No “self-congratulatory crap,” like “I’m the anti-genocide paparazzi”?

Political junkies might enjoy Clooney’s self-mocking talk of how he could never be a politician because he’s just too suave and irresistible to settle down with one woman, and likes illegal drugs:

But despite occasional overtures from the California Democratic Party, Clooney has rejected the constraints of conventional politics. "I didn't live my life in the right way for politics, you know," he said, sitting outside the Central Pub in Juba, scarfing down pizza. "I f--ked too many chicks and did too many drugs, and that's the truth." A smart campaigner, he believes, "would start from the beginning by saying, `I did it all. I drank the bong water. Now let's talk about issues.' That's gonna be my campaign slogan: `I drank the bong water.' "

Newsweek’s only dash of disagreement with its celebrity-statesman thesis arrived in paragraph 25, but only so the Clooney-as-pivotal theme can be repeated:

Clooney's celebrity-statesman strategy has its share of critics on the right and left. Prof.

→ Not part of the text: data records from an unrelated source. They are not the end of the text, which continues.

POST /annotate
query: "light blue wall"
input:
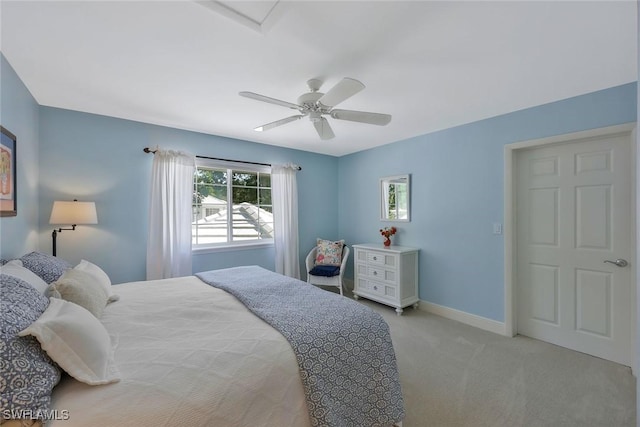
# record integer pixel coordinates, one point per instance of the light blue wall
(19, 115)
(457, 194)
(98, 158)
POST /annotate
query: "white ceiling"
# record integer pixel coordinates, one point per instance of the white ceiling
(431, 65)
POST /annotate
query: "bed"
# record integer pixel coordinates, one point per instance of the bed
(196, 351)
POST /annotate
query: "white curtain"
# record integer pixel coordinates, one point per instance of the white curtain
(169, 242)
(285, 214)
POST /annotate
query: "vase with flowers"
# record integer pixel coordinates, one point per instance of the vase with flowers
(387, 232)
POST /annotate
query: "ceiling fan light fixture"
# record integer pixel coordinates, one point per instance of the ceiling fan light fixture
(315, 104)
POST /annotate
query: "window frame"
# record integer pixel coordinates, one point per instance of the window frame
(231, 166)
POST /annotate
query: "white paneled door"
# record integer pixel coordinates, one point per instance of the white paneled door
(574, 220)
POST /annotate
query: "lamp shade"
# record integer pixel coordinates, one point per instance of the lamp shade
(73, 213)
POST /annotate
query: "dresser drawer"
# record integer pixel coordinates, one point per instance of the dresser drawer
(377, 273)
(377, 288)
(378, 258)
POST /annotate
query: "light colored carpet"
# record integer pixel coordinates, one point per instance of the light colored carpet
(457, 375)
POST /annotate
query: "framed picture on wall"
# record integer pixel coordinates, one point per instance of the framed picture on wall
(8, 187)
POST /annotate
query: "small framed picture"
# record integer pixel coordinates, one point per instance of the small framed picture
(8, 165)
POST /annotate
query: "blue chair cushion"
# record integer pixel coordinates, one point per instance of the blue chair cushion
(325, 270)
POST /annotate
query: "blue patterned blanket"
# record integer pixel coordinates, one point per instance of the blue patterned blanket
(344, 350)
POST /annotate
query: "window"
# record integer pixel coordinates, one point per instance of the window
(231, 204)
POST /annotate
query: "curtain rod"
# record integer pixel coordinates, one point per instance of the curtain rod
(148, 150)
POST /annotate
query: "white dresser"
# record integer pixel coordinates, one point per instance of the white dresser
(386, 275)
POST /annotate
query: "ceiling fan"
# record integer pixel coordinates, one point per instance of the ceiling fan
(315, 105)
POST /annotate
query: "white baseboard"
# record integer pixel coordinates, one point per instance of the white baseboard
(464, 317)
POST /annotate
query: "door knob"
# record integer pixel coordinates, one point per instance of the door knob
(619, 262)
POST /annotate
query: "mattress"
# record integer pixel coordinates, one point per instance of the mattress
(188, 354)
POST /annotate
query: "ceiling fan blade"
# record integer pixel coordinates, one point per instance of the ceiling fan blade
(324, 129)
(278, 123)
(362, 117)
(263, 98)
(346, 88)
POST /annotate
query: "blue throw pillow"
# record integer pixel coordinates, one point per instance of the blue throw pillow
(325, 270)
(48, 267)
(28, 374)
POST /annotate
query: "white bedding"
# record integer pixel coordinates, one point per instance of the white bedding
(189, 354)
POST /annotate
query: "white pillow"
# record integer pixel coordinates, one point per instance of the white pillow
(14, 268)
(100, 275)
(80, 288)
(76, 341)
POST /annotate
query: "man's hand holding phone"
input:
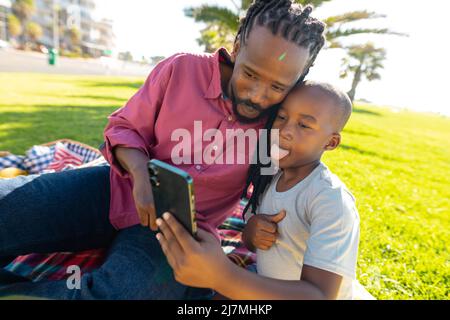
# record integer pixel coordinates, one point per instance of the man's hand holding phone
(261, 231)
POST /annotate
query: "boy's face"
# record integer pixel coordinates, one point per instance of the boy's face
(308, 127)
(266, 69)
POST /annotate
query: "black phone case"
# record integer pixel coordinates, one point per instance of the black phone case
(173, 192)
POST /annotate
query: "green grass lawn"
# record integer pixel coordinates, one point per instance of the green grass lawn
(396, 164)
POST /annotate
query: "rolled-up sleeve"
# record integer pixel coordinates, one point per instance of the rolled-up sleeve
(133, 125)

William Easterly of New York University, author of The White Man's Burden, says "the success in South Sudan happened in spite of the celebrities, and not because of them . It's unclear why we want celebrities to be in a diplomatic role. It's like getting someone who's trained to be an actor or a rock vocalist and having them fix a nuclear-power plant."

....Still, after Clooney launched a media blitz to mark 100 days to the referendum, English-language newspaper, magazine, and website mentions of the Sudan referendum spiked from six to 165 in one month. Between October and January, the referendum was mentioned in 96 stories across the networks and cable news-with Clooney used as a hook one third of the time. In that same period, 95,000 people sent emails to the White House demanding action on South Sudan. Valentino Achak Deng, the former "lost boy" known to Americans as the subject of a bestselling "fictionalized memoir" by Dave Eggers, What Is the What, says simply: "The referendum would not have taken place without his involvement. Never. He saved millions of lives. I don't think he knows this."

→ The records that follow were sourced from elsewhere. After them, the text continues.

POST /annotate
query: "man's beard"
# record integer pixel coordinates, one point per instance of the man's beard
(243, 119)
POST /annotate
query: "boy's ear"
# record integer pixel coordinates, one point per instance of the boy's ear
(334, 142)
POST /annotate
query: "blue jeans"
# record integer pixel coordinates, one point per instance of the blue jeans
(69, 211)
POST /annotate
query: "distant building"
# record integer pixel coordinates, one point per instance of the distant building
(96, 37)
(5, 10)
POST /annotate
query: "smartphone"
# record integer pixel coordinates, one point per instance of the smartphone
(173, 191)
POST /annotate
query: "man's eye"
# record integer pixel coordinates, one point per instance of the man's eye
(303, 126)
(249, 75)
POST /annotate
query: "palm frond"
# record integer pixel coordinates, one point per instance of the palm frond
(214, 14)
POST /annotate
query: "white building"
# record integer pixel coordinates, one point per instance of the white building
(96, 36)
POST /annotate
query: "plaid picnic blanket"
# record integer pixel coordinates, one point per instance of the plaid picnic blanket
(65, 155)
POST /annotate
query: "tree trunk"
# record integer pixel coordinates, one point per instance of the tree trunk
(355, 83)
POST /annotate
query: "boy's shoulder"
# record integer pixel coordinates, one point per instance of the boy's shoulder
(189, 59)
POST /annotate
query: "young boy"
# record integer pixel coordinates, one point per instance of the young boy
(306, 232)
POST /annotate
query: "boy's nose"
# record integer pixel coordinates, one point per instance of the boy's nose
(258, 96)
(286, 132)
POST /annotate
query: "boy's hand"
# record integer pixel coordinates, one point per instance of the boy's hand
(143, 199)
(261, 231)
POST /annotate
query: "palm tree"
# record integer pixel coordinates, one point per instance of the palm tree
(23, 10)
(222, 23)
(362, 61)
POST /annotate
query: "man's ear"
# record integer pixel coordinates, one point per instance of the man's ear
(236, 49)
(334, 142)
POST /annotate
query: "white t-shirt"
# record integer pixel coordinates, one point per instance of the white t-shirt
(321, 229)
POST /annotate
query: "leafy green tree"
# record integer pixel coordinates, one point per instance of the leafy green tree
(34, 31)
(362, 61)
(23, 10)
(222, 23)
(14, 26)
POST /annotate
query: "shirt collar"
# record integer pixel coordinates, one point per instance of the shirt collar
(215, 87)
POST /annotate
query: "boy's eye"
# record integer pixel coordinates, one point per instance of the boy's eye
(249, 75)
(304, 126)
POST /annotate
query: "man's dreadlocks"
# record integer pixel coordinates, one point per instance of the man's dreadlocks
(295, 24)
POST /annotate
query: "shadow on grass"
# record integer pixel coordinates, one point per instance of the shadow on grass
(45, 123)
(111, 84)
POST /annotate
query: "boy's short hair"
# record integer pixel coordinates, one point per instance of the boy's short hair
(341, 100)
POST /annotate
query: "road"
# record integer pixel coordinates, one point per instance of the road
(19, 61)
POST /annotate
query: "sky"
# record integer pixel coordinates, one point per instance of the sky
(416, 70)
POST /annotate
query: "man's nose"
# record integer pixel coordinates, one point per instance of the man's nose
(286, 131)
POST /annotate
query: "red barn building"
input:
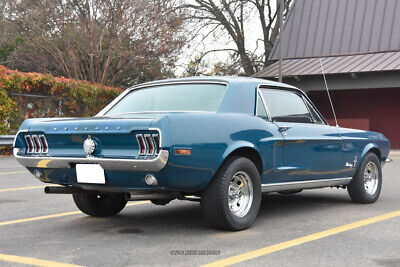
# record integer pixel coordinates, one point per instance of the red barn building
(358, 42)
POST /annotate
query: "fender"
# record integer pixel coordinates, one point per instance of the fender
(366, 149)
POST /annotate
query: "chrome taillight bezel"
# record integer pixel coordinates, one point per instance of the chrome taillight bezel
(148, 144)
(36, 144)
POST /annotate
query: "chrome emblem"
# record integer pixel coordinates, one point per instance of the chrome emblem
(89, 146)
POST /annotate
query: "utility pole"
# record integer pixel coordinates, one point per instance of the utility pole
(281, 5)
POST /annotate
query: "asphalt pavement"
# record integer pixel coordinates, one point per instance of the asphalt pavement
(314, 227)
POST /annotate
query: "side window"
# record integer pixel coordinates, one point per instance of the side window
(286, 106)
(316, 118)
(260, 109)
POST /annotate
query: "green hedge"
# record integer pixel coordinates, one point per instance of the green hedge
(27, 95)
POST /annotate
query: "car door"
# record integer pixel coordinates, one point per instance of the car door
(311, 148)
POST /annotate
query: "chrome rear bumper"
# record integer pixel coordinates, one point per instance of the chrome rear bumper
(155, 164)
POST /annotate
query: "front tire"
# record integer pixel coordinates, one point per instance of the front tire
(232, 199)
(366, 185)
(100, 205)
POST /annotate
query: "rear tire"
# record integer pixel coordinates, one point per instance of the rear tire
(100, 205)
(366, 185)
(232, 199)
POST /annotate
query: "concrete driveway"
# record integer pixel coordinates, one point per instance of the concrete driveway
(315, 227)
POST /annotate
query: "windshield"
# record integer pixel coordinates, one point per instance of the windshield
(169, 98)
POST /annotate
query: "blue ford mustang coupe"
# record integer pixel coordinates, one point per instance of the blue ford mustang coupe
(221, 141)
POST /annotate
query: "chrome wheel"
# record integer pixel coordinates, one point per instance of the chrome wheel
(240, 194)
(371, 178)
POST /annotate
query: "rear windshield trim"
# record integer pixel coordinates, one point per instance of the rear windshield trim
(113, 103)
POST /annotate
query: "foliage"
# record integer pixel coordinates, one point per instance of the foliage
(197, 67)
(77, 98)
(7, 110)
(235, 20)
(118, 42)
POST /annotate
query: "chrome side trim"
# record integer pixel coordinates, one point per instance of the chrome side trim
(155, 164)
(276, 187)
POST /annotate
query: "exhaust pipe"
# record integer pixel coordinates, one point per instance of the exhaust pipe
(63, 190)
(149, 196)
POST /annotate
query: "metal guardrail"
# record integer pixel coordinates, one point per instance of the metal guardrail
(6, 140)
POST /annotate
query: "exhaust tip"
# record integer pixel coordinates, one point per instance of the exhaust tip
(151, 180)
(38, 174)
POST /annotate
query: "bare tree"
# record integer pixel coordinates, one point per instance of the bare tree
(111, 42)
(215, 17)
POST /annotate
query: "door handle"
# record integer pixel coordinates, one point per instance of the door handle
(283, 129)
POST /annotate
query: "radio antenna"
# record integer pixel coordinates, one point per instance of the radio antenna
(327, 90)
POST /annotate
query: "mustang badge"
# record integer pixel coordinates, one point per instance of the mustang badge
(89, 146)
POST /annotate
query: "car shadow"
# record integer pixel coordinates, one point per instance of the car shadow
(186, 217)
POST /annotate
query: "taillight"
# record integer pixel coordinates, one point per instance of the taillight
(141, 143)
(156, 139)
(36, 144)
(43, 141)
(149, 144)
(29, 144)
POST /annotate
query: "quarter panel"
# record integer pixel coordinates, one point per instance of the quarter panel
(211, 138)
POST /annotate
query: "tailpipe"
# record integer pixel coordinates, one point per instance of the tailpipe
(148, 196)
(63, 190)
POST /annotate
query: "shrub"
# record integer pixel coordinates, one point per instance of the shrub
(38, 95)
(7, 111)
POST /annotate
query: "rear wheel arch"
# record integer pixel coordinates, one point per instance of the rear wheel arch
(371, 147)
(377, 152)
(247, 152)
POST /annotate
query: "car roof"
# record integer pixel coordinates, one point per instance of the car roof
(223, 79)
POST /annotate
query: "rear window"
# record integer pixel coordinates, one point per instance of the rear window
(170, 98)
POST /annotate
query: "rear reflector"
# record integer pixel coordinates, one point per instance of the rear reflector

This was followed by Clooney pleading his own case:

Recovering from malaria, he was coordinating the release of satellite images and reflecting on Egypt's uprising: "We're so interconnected now that I can't imagine that the south voting for freedom against an oppressive government doesn't have some effect across the region." Adds Prendergast: "I don't think it's pure coincidence that protests took hold just days after the referendum was broadcast on Al Jazeera. Those images helped empower people. The breeze of freedom from South Sudan became a gale-force wind in Egypt."

In case anyone was in doubt that Newsweek was on a daring mission of globe-trotting celebrity massage, consult the Daily Beast picture gallery. It’s titled “Saint George.” (Um, the "Saint George" that's boinked too many women and drank the bong water?) Inside, the Daily Beasties twice celebrate Clooney, and how he’s so much more than the “Sexiest Man Alive.” Have they mentioned he’s the “Sexiest Man Alive”? Here's one caption:

George Clooney has again proven himself as more valuable than the throwaway label of "Sexiest Man Alive." Although his friends and fellow A-listers Bono and Angelina Jolie have largely been recognized in Hollywood for their humanitarian work, Clooney has quietly spent the last decade giving generously of his time and money to countless charitable organizations and fighting the crisis in Darfur.

If it's such a "throwaway label," why do they keep using it? Here's another:

In January 2008, Clooney earned a title far more valuable than "Sexiest Man Alive" when he was named a United Nations Messenger of Peace for his extensive work in Darfur. He and Nobel Laureate Elie Wiesel also met with members of the U.N. Security Council in 2006.